Yes, you will sort of "brush" with it..think of it as a mini rake of sorts..Slow, but steady, and even strokes. Enough pressure to grab the undercoat, but not so much that you are scraping skin..does that make sense? If I have time this week, I will try to take a video of carding with a stripping knife and post it on youtube for you and anyone else that wants to see. When you see people using their thumb on the knife, they are actually stripping the coat out (instead of carding..two completely different things) of a harsh coated terrier or such a breed. New wire coat won't grow in on those breeds unless the old, dead hairs are pulled out. Carding is simply removing undercoat while leaving the topcoat, so no thumb. If you come across some fuzzy coat and such, like the flyaway fuzz I was talking about in an earlier post, you can grasp it between the knife and thumb and pull it out. I hope this isn't just confusing you. 

The knife cannot really be used to thin the hair off the ears very well. You _can_use it that way to pull some fuzzy stuff from the ear area, but your dog probably isn't going to be happy with you..You are much better off carding the ears well, and behind and under the ears, then tidying up with thinning shears. At least a 44 tooth thinner is going to work best for you. I think I have a golden coming in tomorrow..If my camera is charged up, I will try to have my bather catch some things on tape for you. I know its much easier for me to see it than read it, and I do not have a knack for trying to explain things in type.


----------



## goldenmnm (Sep 13, 2008)

Thanks a million! I totally get what your saying. I have some thinning shears that I use now on their ears for getting the length and bulk off. I'd love it though if you could video, it does help seeing what a person says, but I do understand what you said through 'type'! "


----------



## Graco22 (Jul 16, 2007)

Well, I took video today, and have been working all afternoon to get it converted to the right kind of file and get it on youtube, and ARGH! I cannot get it to download...Keeps failing..I will work on it some tomorrow, and see if I can figure it out...Any pointers? For some reason my video camera saves the files as MOD files...and nothing recognizes it..and I can't figure out how to convert to an mpg..when I just change the file name, it doesn't work either...any computer savy people know what to do? I will get it up..promise...


----------



## goldenmnm (Sep 13, 2008)

You might want to google and find a video file converter. I had to do that along time ago, and I don't remember what it was called, but it did all that and you could convert it to any file you needed. It's no biggie if you can't get it to work, I don't want you pulling your hair out trying to figure it out. I know I hate having to figure out computer stuff!


----------



## Graco22 (Jul 16, 2007)

Ok, I have it up. Its just a short video on carding a pet golden, trimming ears, and debulking the rear end. I don't show the whole groom, and its just quick. I didn't brush the dog out first, but it is after a bath and high velocity dry. I took another short clip of trimming a pet golden's feet, and will work on getting that one up tonite if anyone wants to see that one too.

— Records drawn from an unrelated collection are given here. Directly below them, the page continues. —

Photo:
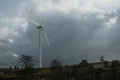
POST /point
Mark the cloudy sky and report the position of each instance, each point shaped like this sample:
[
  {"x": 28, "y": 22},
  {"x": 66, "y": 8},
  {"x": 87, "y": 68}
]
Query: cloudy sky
[{"x": 76, "y": 29}]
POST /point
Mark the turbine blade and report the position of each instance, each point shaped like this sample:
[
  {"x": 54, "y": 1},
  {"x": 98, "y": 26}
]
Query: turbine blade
[
  {"x": 34, "y": 22},
  {"x": 44, "y": 33}
]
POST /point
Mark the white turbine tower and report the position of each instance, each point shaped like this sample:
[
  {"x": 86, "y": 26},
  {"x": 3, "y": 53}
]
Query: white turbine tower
[{"x": 41, "y": 33}]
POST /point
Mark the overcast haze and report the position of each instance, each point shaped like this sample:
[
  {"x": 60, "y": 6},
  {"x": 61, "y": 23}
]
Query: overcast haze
[{"x": 76, "y": 29}]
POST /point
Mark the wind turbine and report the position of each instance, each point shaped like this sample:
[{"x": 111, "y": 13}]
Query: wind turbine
[{"x": 41, "y": 33}]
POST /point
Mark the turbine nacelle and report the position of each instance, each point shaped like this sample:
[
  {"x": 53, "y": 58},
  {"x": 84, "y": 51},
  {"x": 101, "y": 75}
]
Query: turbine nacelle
[{"x": 39, "y": 27}]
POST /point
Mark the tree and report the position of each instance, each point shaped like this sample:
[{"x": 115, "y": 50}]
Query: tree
[
  {"x": 56, "y": 69},
  {"x": 26, "y": 61}
]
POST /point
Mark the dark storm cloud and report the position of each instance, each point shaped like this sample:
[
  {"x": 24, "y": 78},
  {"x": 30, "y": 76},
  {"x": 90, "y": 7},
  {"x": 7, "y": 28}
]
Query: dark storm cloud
[{"x": 73, "y": 39}]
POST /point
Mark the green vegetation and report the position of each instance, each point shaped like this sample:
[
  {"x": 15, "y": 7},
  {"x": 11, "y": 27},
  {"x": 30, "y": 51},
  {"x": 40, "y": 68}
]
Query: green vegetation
[{"x": 104, "y": 70}]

I don't know how to get the link right, but just search Youtube for "Graco2200" and my videos will come up. If someone else wants to post the link here, that would be great. Computer savy I am not.


----------



## goldenmnm (Sep 13, 2008)

Oooo.. thanks a million, I"m going now to see it. I've love to see the feet one as well!

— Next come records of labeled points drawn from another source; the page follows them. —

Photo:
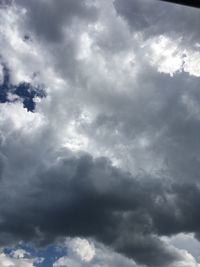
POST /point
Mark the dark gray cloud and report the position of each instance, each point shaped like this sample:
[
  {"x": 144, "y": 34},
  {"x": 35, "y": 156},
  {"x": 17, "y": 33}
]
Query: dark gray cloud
[
  {"x": 90, "y": 198},
  {"x": 145, "y": 119},
  {"x": 157, "y": 17},
  {"x": 48, "y": 19}
]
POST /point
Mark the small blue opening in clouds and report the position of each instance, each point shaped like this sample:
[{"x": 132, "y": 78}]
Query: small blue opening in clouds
[{"x": 24, "y": 90}]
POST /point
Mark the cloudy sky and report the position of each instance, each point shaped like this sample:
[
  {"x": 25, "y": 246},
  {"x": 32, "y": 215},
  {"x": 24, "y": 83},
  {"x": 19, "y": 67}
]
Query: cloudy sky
[{"x": 99, "y": 134}]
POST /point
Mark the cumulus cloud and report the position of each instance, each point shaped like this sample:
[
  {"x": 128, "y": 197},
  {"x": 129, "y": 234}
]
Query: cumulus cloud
[{"x": 111, "y": 152}]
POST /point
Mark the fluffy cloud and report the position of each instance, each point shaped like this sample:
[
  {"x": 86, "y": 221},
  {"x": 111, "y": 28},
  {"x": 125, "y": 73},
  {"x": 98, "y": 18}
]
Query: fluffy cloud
[{"x": 112, "y": 150}]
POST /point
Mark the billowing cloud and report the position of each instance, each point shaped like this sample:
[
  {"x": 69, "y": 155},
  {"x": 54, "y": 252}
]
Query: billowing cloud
[{"x": 109, "y": 154}]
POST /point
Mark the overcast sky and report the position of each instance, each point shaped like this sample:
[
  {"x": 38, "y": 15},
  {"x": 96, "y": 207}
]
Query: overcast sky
[{"x": 99, "y": 133}]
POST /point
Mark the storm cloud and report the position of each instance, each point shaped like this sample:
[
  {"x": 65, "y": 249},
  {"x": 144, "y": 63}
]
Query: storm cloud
[{"x": 110, "y": 149}]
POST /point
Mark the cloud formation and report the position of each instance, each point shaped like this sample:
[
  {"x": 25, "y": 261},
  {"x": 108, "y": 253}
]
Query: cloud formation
[{"x": 111, "y": 152}]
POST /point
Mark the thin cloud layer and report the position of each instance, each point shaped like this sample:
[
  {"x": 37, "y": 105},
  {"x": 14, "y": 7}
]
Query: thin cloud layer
[{"x": 110, "y": 151}]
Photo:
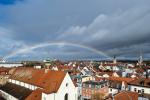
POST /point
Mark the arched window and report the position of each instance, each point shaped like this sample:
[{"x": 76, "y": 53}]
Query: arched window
[{"x": 66, "y": 96}]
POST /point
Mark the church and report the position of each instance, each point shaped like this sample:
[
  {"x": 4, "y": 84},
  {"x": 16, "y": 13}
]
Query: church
[{"x": 38, "y": 84}]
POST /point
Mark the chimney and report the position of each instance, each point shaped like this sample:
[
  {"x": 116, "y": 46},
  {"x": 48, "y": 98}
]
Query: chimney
[{"x": 46, "y": 71}]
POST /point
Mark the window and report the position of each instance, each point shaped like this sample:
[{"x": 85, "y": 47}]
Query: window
[
  {"x": 135, "y": 89},
  {"x": 66, "y": 96},
  {"x": 139, "y": 91},
  {"x": 110, "y": 89},
  {"x": 66, "y": 84},
  {"x": 142, "y": 90}
]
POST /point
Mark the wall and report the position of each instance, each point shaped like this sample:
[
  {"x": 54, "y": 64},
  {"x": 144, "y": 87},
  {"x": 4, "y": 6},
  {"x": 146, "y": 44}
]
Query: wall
[
  {"x": 70, "y": 89},
  {"x": 7, "y": 96}
]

Thanks so much for the video! I found the feet one as well! I groom their feet usually with thinning shears instead of straights, and that's how I groom their ears. So I'm glad on on the right track! 

I was wondering though, what kind of stripping knife is that one? And what would you recommend? I have a thinner coated golden and a thick coated one?


----------



## Graco22 (Jul 16, 2007)

I'm glad you found the videos helpful Golden.  Those knives are actually Master Grooming Tools from Petedge. I bought the whole set, and that one I am using is a medium one..( I believe that one is what they list as "33 teeth, long") I don't care for them too much for actually stripping a terrier, but they work awesome for carding, and I didn't have to dull them much, which is a huge plus for me..lol That one should work great on either of your goldens, but if you wanted to, you could just get the whole set (its really cheap) and have a few of them to play with on different areas and each dog.


----------



## goldenmnm (Sep 13, 2008)

Great to know! I was going to order stuff from Petedge and that'll be on the list. I hope it helps out more so than a slicker brush! I'm having to swiffer all the time it seems, but I'm in the south and it's hot so they don't need the coat, but I wish they'd keep it to themselves!


----------